A good example is NAFTA, which ended up being rebranded something else but not dead. This time crude efforts to curtail Biden’s investment in infrastructure and industries will meet with opposition from his own party from red states, the chief beneficiaries.
The Bloomberg panel doesn’t dismiss the risks to the US of Trump’s intemperate rants. “This time around the economic consequences are arguably greater. A 25% tariff on imports from Canada and Mexico would kill the USMCA, Trump’s rebranded NAFTA. It would hurt the trade-dependent economies of border states like Texas and be a massive blow to the auto industry and others with regional supply chains. It also would raise the very consumer prices Trump vows to bring down.

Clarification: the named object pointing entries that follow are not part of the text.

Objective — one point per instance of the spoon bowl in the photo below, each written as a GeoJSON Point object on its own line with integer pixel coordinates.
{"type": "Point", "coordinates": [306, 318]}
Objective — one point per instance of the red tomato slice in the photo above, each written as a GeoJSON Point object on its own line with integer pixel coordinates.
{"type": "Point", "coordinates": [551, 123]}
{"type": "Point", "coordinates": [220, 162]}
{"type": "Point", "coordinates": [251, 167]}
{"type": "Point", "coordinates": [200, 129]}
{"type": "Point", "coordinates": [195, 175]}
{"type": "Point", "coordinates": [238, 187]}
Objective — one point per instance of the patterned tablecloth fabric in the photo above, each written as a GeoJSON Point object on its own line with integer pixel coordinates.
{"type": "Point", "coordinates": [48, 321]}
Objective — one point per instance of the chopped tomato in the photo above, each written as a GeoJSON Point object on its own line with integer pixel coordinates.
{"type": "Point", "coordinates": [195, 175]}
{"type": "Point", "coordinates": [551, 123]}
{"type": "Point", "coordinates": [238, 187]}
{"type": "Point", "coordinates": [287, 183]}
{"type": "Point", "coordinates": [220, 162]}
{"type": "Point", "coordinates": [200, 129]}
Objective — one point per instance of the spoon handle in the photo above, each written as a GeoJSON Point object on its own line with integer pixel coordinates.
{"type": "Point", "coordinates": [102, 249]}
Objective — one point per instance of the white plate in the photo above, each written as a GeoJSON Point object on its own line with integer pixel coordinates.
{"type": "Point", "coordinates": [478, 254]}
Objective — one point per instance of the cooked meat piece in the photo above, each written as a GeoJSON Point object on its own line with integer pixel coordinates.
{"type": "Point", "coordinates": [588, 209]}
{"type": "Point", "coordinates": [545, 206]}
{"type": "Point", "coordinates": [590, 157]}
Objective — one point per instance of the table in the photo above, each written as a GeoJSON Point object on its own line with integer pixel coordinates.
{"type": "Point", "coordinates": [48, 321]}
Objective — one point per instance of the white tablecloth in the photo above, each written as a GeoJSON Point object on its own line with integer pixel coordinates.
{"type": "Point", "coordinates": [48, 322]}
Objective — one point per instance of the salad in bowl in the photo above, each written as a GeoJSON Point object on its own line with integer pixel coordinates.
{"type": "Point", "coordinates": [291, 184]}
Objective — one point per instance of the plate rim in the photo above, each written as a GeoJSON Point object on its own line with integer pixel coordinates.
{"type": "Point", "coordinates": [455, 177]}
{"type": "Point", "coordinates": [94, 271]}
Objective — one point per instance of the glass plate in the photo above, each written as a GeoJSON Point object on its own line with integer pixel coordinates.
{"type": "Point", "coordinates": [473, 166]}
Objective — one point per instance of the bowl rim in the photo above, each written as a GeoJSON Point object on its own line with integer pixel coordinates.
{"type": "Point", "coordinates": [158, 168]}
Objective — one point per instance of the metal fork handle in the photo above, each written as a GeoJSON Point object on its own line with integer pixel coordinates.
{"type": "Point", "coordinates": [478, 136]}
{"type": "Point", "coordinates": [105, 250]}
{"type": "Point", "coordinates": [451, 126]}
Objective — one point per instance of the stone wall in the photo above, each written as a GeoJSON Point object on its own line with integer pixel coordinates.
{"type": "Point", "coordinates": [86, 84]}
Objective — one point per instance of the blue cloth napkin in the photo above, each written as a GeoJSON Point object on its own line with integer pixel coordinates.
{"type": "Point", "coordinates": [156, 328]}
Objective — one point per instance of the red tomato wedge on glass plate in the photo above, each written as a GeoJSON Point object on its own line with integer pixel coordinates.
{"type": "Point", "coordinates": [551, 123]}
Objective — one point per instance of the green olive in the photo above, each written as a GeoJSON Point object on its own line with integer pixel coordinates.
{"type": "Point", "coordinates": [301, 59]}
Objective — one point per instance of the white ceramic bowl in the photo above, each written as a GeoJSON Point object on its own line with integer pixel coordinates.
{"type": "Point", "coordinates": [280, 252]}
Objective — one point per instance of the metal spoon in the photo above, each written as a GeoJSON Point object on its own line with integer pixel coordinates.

“A 100% tariff on imports from BRICS countries would do more harm to the dollar’s global standing than any efforts to build an alternative currency. Never mind the loss of its safe-haven identity. The dollar’s reserve status depends on demand driven by its use in trade and financial transactions. Less trade with Brazil, China and India would just mean less demand for dollars.
“The tariff threats will continue. But for the next four years it’s worth taking a beat when they emerge. Not everything turns out quite as ordered in a late-night post.”
We are not so sure. Tariff is the favorite word these days but it won’t be long before Trump picks up another to hammer us with—lower interest rates. This is especially so if the Fed defies the market and declines to cut at the December meeting.